The Ribera del Duero/Toro/Castilla y Leon area of central Spain enjoyed a warm summer in 2011, which pushed sugar levels up, and many of the wines show the result in fleshiness and early accessibility.  Alcohol numbers are not generally as high as those of torrid years like 2003 but are in the neighborhood of those reached in 2009, 2006 and 2005.  I suspect that the wines will drink well over the short to medium term and I found lots of soft tannins and forward fruit in the wines I tasted. 

Two thousand twelve looks to be a fantastic vintage for red wines in Ribera del Duero and Toro, based on barrel samples I tasted from these areas in May and freshly bottled, unoaked wines that I tasted in late summer.  But as with the wines of Rioja, it's still a little early to make hard judgments.  The 2012 growing season produced wines with verve and focus, although without quite the intensity and depth of the 2010s and 2009s; most of the young '12s are already delicious and I imagine they'll be at their best within the decade, so don't hesitate to dive in soon.

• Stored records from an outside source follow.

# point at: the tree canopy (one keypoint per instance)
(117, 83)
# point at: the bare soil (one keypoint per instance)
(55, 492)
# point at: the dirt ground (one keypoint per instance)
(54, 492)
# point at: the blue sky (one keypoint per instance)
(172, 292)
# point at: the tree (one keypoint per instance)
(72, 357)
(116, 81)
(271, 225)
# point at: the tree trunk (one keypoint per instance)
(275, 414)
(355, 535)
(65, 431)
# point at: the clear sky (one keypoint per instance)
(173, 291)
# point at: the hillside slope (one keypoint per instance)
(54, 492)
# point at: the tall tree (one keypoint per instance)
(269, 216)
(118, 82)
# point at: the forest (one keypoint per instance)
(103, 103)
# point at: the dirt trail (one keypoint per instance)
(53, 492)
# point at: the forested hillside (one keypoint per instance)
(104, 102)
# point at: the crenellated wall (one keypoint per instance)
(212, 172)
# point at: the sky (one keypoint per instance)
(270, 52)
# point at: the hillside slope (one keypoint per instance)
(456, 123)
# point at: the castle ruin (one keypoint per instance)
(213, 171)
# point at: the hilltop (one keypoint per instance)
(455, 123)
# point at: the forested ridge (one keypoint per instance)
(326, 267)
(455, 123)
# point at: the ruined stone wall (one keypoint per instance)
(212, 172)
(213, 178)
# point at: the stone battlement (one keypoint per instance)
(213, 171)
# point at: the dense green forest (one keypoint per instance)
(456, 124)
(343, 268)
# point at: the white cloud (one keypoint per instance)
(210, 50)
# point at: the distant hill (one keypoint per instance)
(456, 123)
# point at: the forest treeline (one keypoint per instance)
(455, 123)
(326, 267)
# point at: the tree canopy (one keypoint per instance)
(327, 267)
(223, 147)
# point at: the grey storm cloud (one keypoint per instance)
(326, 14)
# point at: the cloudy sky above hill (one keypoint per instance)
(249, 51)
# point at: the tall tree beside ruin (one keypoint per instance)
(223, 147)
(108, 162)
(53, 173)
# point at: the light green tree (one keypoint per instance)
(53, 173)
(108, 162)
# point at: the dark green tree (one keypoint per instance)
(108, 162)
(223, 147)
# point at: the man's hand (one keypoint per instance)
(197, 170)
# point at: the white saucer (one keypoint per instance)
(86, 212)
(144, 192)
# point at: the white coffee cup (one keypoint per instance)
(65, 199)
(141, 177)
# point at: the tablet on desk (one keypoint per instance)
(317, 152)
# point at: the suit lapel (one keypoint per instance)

Down in the Priorat/Montsant/Penedes area 2010 looks to be flat-out brilliant, having produced wines that are fresh, structured and focused, with plenty of fruit (though not to the extent of the opulent 2009s) to see them into old age.  I continue to hear grumblings about the aging potential of wines from Priorat and, frankly, that puzzles me.  Over the last few years I've had the chance to taste--and, more important, drink--some superb Priorat wines between 15 and 20 years old, and they have consistently shown the character I'd expect from wines of similar age and pedigree from anywhere else in the world.  At this point I'm confident that the best 2010s from this region will reward patient wine lovers who can hold off on cracking their bottles until, say, 2020 and beyond.